Отражение тайны — страница 45 из 80

– И что же у меня?

Врач зажал трубку в зубах и стал сплетать и расплетать тонкие гибкие пальцы. Словно два паука-альбиноса затеяли причудливый брачный танец.

– Судя по всему, у вас банальная психосоматика, – бесстрастно сообщил психиатр. – Головная боль, мигрени, нарушение сна – обычные последствия подавляемых эмоций или психологической травмы, о которой пациент пытается забыть.

– И?

– И мы будем лечить, – пауки закончили брачный танец.

* * *

Глубина. Я погружался в нее, – черную, липкую, бесконечную; глубину, где нет верха и низа, где перемешаны право и лево и где ты не понимаешь, – ты все еще тот же или уже вывернут наизнанку?

Глубина была холодной, вязкой. Она заливалась мне в рот потоком воды, обжигая горло и разрывая легкие.

Мне пять лет. Жаркий летний день. Я играл у фонтана. Залез на парапет. Нога соскользнула. Я упал.

Воспоминания прорываются ко мне, борясь с глубиной.

Лето. Солнце. Черный мрамор фонтана. Мама, заговорившаяся с соседкой, – о да, это же мадам фон Хаммерсмит, – тридцать лет назад она была такой же дряхлой старухой, ничего не изменилось!

Голуби срываются с верхушки фонтана. Я падаю в воду, поднимая стену брызг.

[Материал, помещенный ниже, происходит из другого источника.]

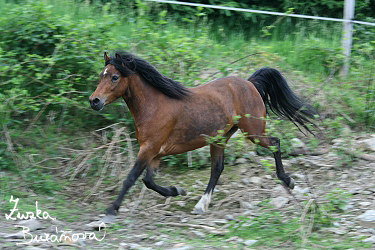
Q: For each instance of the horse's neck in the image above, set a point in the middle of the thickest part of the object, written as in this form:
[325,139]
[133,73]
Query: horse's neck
[141,98]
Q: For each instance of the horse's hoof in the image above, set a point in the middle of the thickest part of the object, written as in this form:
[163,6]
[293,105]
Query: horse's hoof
[111,211]
[197,211]
[108,219]
[291,183]
[180,191]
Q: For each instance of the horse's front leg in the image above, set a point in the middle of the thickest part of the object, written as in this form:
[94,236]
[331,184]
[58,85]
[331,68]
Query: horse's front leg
[143,159]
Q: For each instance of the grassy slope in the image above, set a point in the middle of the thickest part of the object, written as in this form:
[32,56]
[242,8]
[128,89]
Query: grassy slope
[296,56]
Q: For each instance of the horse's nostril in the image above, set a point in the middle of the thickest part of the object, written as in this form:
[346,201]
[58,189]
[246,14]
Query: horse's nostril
[96,101]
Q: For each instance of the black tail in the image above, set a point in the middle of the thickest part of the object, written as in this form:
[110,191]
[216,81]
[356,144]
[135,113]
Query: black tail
[278,97]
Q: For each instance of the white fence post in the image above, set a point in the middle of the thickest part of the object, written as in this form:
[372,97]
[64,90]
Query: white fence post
[347,33]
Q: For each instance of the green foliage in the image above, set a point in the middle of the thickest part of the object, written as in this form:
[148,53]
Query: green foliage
[267,224]
[336,200]
[47,60]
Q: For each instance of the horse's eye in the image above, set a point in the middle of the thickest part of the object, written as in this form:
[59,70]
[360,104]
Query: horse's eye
[115,78]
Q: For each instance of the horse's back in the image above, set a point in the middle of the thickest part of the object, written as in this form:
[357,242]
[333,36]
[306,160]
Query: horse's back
[235,93]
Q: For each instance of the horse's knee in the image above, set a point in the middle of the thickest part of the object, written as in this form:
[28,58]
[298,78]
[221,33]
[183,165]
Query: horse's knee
[148,181]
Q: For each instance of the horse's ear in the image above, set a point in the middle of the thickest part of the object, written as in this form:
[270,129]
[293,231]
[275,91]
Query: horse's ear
[118,56]
[106,57]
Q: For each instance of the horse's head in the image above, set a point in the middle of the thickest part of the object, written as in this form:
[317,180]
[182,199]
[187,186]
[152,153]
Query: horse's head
[113,83]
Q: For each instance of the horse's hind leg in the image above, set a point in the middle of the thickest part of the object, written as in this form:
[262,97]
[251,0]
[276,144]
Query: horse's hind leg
[217,166]
[149,182]
[255,129]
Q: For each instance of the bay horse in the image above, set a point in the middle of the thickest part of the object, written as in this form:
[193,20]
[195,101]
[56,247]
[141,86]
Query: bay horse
[172,119]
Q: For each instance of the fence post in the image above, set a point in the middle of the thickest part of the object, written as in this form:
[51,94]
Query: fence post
[347,32]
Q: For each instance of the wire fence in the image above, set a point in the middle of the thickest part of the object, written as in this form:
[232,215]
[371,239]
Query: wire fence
[263,12]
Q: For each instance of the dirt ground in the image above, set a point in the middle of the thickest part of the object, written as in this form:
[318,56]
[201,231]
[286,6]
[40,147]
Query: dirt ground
[245,193]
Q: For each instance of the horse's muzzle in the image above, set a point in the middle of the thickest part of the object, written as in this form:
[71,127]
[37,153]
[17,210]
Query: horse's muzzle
[96,104]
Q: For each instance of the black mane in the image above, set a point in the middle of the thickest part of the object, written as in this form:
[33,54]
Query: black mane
[149,73]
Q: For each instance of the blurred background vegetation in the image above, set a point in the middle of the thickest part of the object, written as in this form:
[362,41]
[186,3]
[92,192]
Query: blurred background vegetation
[51,53]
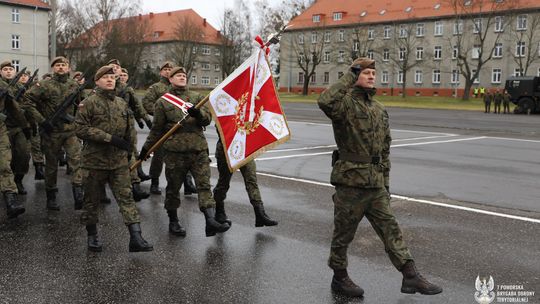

И глубина, глубина, глубина.

И черная тень, – еще чернее черноты глубины, – чертит вокруг меня… черт, черт, черт…

И глаз, огромный, нечеловеческий, – да и глаз ли вообще это? – прямо напротив моего лица. Я пытаюсь закричать, но глубина уже влилась в меня, и не выходит даже бульканье.

И щупальца, крепко обхватившие меня – и, подняв над краем чаши фонтана, передающие в руки подбежавшим людям.

– Подавленные воспоминания, – донесся откуда-то, как из-под плотного ватного одеяла, голос психиатра. – Детская травма.

– Ч-что это делало в городском фонтане? – я попытался прорваться сквозь одеяло. И кажется, мне это удалось, потому что сквозь мутную пелену забытья я снова чувствовал запах табака доктора, щекотавший ноздри до чиха. – Почему оно было в фонтане?

– Это не относится к делу, – быстро сказал врач.

– Но это значит, что они в городе? Что они на самом деле здесь, среди нас? Все время среди нас!

– Прекратите, – раздраженно и совершенно непрофессионально отрезал врач, отчего я окончательно пробудился. – Сколько можно. Может быть, фонтан связан с рекой. Откуда мне знать. Вы благодарны должны быть, что оно оказалось в фонтане. А вы, как я могу понять, ни тогда не испытывали ни капли благодарности, ни сейчас.

Врач явно разозлился. Я ощутил стыд.

– Ну да, да, – замялся я. – Действительно, что это я.

– А то знаете, – хмыкнул доктор, снова раскачивая маятник. – Это, пожалуй, как в старом анекдоте: «Это вы нашего Мойшу из реки спасли? – Да. – А где шапочка?»

Я изобразил улыбку.

– Продолжим, – предложил психиатр.

Маятник уже вернулся к прежней амплитуде, и каждый его взмах сопровождался легким шорохом, словно где-то сыпался мелкий песок.

Я покорно закрыл глаза.

– Они не виноваты, – вкрадчиво нашептывал мне мягкий баритон. – Да, они не такие, как мы. Но ведь и мы не такие, как они. Поэтому если говорить об их вине, то так же можно говорить и о вине нашей. Так что мы квиты.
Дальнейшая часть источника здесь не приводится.